Logotype for Casey's General Stores Inc

Casey's General Stores (CASY) Investor Day 2026 summary

Event summary combining transcript, slides, and related documents.

Logotype for Casey's General Stores Inc

Investor Day 2026 summary

24 Jun, 2026

Strategic vision and business model

  • Emphasizes a unique, integrated convenience QSR model combining prepared food, grocery, and fuel under one cost structure, driving a resilient growth flywheel and diversified cash flows.

  • Maintains a focus on rural markets, leveraging a vertically integrated supply chain and 100% company-owned stores for operational control and speed to market.

  • Differentiates through restaurant-quality food, a robust loyalty program with nearly 11 million members, and advanced AI-enabled technology for guest engagement and operational efficiency.

  • Demonstrates industry-leading growth, with a 16% EBITDA CAGR over the last three years and consistent outperformance in inside sales and margin expansion.

  • Prioritizes ratable, consistent, and top-quintile growth, with a proven track record of delivering on commitments and a strong say-do ratio.

Strategic achievements and competitive advantages

  • Delivered on prior 3-year strategic plan, exceeding targets with 16% EBITDA CAGR, 504 stores added, and 4% average inside same-store sales growth from FY24–FY26.

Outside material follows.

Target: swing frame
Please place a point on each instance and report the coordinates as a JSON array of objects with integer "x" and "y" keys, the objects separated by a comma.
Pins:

  • “Convenience QSR” model drives compounding growth, leveraging cross-category traffic, high margins, and diversified revenue streams.

  • Added to S&P 500 in 2026, reflecting consistent and resilient performance.

  • Rewards program membership grew over 60% to 11 million, supporting loyalty and engagement.

Financial guidance and capital allocation

  • New 3-year plan (FY27–FY29) targets 8%-10% EBITDA CAGR, at least 400 new stores, mid-single-digit inside sales growth, and inside margin expansion.

  • Free cash flow projected at ~$2B over the next three years, with operational efficiencies prioritized to keep OpEx growth below EBITDA growth.

  • Maintains strong balance sheet with $1.4B liquidity and low-cost debt (4.3% average rate), targeting a long-term debt/EBITDA ratio of ~2.0x.

  • Capital allocation prioritizes unit growth, dividend increases (27 consecutive years), and share repurchases ($1B new authorization).

  • ROIC exceeds cost of capital, with FY26 ROIC at 15% versus a 7.3% weighted average cost of capital.